Last modified 3 years ago

MultiTreeLearner fails on missing classes

Reported by: blaz Owned by: lanz
Milestone: Future Component: library
Severity: minor Keywords:
Cc: Blocking:
Blocked By:

Description

MultiTreeLearner fails if any of the classes includes missing values. Should work for this type of data as well. Example:

import Orange
data = Orange.data.Table("bridges.mt1.tab")
tree = Orange.multitarget.tree.MultiTreeLearner()
c = tree(data)

Throws ValueError: Data has missing class values.

Change History

comment:1 Changed 3 years ago by lanz

  • Status changed from new to accepted
  • Component changed from bioinformatics add-on to library

Well, when features have missing values it should work (and does, as far as I know).
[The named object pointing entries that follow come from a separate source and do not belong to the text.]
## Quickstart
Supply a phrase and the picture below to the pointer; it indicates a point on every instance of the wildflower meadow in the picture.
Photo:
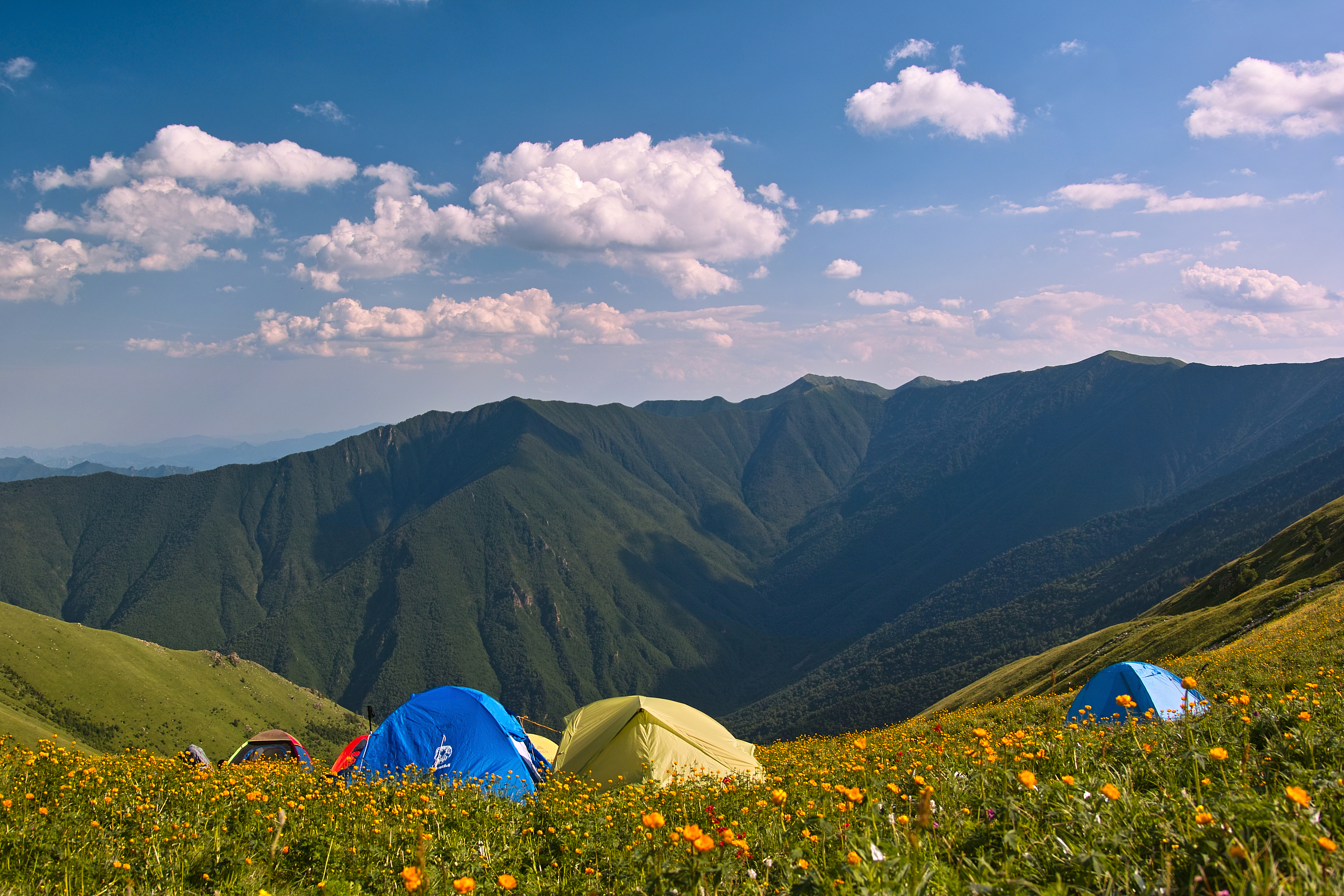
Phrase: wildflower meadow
(1246, 797)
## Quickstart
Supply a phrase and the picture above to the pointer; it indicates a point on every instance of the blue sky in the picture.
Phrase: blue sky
(310, 216)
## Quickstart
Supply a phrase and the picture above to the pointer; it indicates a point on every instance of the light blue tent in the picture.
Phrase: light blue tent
(459, 734)
(1148, 685)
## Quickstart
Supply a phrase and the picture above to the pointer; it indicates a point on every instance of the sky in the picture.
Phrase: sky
(305, 216)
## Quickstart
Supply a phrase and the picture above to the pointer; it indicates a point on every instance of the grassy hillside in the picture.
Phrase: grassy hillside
(1304, 563)
(552, 554)
(109, 692)
(992, 798)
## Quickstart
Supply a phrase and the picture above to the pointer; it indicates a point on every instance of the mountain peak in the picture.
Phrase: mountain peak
(1141, 359)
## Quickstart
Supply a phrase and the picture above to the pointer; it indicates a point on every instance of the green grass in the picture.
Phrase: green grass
(109, 692)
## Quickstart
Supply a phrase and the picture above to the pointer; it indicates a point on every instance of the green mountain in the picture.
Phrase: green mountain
(805, 561)
(1299, 566)
(106, 692)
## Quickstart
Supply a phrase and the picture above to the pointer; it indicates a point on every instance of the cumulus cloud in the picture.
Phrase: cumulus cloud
(941, 98)
(666, 209)
(1108, 194)
(888, 297)
(843, 269)
(1252, 288)
(1257, 97)
(832, 216)
(189, 154)
(165, 221)
(776, 197)
(18, 69)
(321, 109)
(916, 47)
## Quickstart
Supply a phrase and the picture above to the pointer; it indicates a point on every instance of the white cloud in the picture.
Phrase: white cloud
(1108, 194)
(1014, 209)
(321, 109)
(1159, 257)
(832, 216)
(165, 221)
(19, 68)
(941, 98)
(916, 47)
(889, 297)
(666, 209)
(776, 197)
(1254, 289)
(47, 269)
(843, 269)
(1257, 97)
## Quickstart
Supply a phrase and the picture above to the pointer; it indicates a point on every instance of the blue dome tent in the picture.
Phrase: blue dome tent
(459, 734)
(1147, 685)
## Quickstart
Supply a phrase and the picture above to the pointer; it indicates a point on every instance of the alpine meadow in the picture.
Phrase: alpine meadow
(686, 449)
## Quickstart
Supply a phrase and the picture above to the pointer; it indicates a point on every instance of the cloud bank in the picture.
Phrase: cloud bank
(941, 98)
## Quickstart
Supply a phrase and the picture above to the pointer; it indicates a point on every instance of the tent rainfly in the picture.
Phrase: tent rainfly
(649, 739)
(455, 733)
(1147, 688)
(272, 744)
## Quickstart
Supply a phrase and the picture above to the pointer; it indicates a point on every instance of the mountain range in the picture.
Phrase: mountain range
(824, 558)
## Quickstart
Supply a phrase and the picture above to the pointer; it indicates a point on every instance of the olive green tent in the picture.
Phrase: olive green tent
(647, 738)
(545, 746)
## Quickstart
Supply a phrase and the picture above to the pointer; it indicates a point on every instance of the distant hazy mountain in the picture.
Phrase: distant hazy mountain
(823, 558)
(197, 451)
(25, 468)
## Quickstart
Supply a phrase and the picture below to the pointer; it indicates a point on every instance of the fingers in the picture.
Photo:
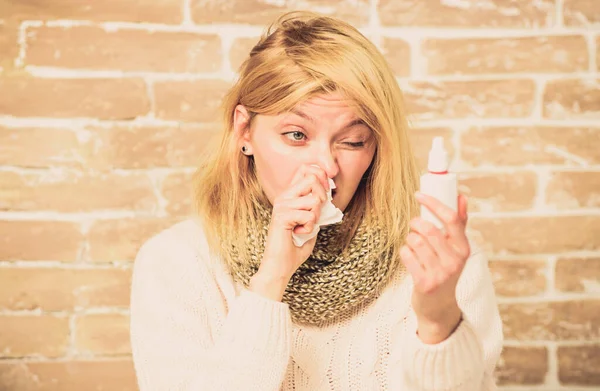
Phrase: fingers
(291, 218)
(422, 250)
(454, 221)
(308, 202)
(434, 237)
(412, 264)
(306, 170)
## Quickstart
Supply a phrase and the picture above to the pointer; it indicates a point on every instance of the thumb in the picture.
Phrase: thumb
(462, 208)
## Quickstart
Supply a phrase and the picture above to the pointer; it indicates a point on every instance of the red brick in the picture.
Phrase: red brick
(148, 147)
(470, 99)
(553, 321)
(581, 13)
(103, 334)
(240, 50)
(120, 240)
(579, 365)
(265, 12)
(494, 13)
(397, 53)
(522, 366)
(123, 50)
(22, 336)
(8, 43)
(538, 235)
(25, 96)
(518, 146)
(54, 241)
(578, 275)
(499, 191)
(190, 100)
(506, 55)
(572, 99)
(113, 375)
(178, 191)
(76, 192)
(41, 148)
(159, 11)
(518, 278)
(63, 289)
(574, 189)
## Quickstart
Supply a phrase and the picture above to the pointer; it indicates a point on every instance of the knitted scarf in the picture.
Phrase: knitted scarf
(332, 281)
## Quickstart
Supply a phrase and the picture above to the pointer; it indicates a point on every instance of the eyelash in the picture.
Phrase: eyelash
(358, 144)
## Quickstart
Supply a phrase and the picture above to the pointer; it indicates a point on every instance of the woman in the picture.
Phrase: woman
(228, 301)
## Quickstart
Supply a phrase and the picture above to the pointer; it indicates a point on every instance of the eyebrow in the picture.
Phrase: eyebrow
(302, 114)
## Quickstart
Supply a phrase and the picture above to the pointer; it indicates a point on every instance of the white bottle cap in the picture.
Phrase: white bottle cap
(438, 157)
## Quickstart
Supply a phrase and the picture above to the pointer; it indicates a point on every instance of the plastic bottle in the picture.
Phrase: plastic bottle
(438, 182)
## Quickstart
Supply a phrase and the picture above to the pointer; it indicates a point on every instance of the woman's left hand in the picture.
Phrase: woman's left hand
(435, 259)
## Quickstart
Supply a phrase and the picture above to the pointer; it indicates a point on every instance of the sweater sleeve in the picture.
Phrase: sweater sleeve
(466, 360)
(184, 338)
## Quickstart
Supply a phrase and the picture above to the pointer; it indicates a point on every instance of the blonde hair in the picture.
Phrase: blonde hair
(301, 55)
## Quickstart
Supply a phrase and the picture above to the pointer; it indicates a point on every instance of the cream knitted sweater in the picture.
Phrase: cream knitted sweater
(194, 329)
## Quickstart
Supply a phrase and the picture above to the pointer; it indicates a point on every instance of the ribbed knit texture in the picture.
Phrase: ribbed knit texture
(193, 328)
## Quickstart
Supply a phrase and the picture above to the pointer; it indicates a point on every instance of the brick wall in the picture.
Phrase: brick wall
(106, 105)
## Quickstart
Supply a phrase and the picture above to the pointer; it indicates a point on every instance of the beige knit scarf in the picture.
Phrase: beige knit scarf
(331, 282)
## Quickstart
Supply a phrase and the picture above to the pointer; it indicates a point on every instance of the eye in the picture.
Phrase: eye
(358, 144)
(295, 136)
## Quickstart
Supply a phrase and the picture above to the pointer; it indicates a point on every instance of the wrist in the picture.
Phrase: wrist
(436, 331)
(269, 285)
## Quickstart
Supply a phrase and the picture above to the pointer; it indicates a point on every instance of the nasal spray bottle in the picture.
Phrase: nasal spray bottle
(438, 182)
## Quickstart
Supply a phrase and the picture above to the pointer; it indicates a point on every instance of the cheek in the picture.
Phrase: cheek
(354, 165)
(275, 169)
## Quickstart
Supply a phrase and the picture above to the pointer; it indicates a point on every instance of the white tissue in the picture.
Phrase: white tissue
(329, 215)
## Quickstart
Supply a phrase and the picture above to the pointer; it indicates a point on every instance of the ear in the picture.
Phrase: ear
(241, 123)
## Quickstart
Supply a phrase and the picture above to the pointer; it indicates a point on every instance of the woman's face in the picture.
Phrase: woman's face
(323, 130)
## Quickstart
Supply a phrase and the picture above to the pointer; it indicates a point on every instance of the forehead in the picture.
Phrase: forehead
(333, 104)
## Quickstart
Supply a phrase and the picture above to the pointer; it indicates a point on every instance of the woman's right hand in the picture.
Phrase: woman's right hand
(296, 210)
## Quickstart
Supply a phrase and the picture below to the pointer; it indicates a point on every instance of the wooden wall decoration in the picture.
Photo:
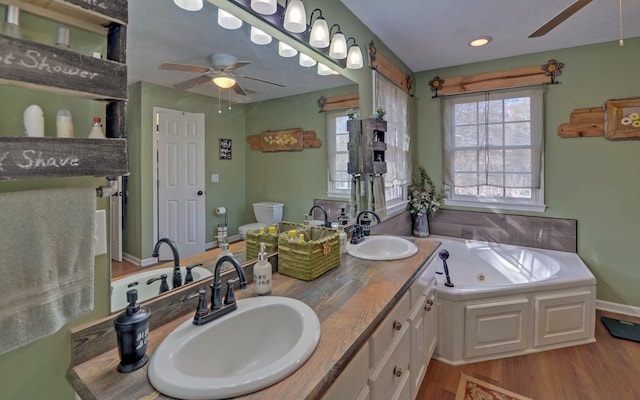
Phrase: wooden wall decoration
(517, 77)
(616, 120)
(381, 64)
(293, 139)
(339, 102)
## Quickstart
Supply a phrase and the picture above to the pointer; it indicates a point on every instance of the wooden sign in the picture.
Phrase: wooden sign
(34, 65)
(33, 157)
(308, 140)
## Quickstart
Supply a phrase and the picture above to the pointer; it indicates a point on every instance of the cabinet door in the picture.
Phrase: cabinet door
(349, 384)
(392, 372)
(431, 323)
(417, 331)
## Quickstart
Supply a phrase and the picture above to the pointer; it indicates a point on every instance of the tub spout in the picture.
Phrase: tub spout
(444, 255)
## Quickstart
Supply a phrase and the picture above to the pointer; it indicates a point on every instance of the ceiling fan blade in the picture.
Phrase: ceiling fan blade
(189, 83)
(261, 80)
(566, 13)
(239, 91)
(183, 67)
(236, 65)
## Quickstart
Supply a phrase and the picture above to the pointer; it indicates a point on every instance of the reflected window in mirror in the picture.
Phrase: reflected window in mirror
(396, 103)
(338, 154)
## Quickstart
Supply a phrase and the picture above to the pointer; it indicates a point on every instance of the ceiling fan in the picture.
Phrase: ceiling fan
(220, 73)
(558, 19)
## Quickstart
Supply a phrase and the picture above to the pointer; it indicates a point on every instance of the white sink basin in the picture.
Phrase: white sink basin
(262, 342)
(382, 247)
(138, 281)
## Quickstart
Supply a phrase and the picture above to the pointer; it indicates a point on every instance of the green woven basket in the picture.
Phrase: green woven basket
(319, 253)
(254, 238)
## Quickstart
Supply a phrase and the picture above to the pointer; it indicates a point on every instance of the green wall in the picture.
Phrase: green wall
(592, 180)
(228, 192)
(294, 178)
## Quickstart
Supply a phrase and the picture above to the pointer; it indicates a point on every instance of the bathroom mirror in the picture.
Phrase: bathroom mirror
(157, 33)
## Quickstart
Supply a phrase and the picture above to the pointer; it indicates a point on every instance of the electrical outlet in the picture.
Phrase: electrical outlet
(100, 246)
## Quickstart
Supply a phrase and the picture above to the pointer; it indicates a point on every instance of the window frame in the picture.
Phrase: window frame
(535, 203)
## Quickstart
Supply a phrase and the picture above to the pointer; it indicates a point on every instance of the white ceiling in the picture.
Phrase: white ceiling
(424, 34)
(430, 34)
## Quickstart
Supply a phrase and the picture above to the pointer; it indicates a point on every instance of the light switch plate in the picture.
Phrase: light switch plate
(100, 237)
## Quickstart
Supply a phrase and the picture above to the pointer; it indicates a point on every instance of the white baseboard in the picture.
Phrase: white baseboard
(618, 308)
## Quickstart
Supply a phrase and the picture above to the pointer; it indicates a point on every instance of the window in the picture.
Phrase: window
(338, 154)
(492, 151)
(398, 176)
When classes have missing values it becomes more like a semi-supervised learning problem, for which there could be multiple approaches.

Probably the wish is that data should be automatically imputed before learning and that sounds reasonable to me (see also #1087). It is of course better than nothing, the only drawback of doing it automatically could be that the user would not even know when he is doing supervised or semi-supervised learning.

Also some data (multilabel?) have many classes, but only a few are defined for each instance. These should probably be handled differently (maybe transform missing to a special value or use some other appropriate method).

A little off-topic: I see bridges has non-binary categorical classes... to handle these correctly, a modified splitting function should be used (entropy instead of variance). This is still on a todo list - I will open another ticket for that.

Note: See TracTickets for help on using tickets.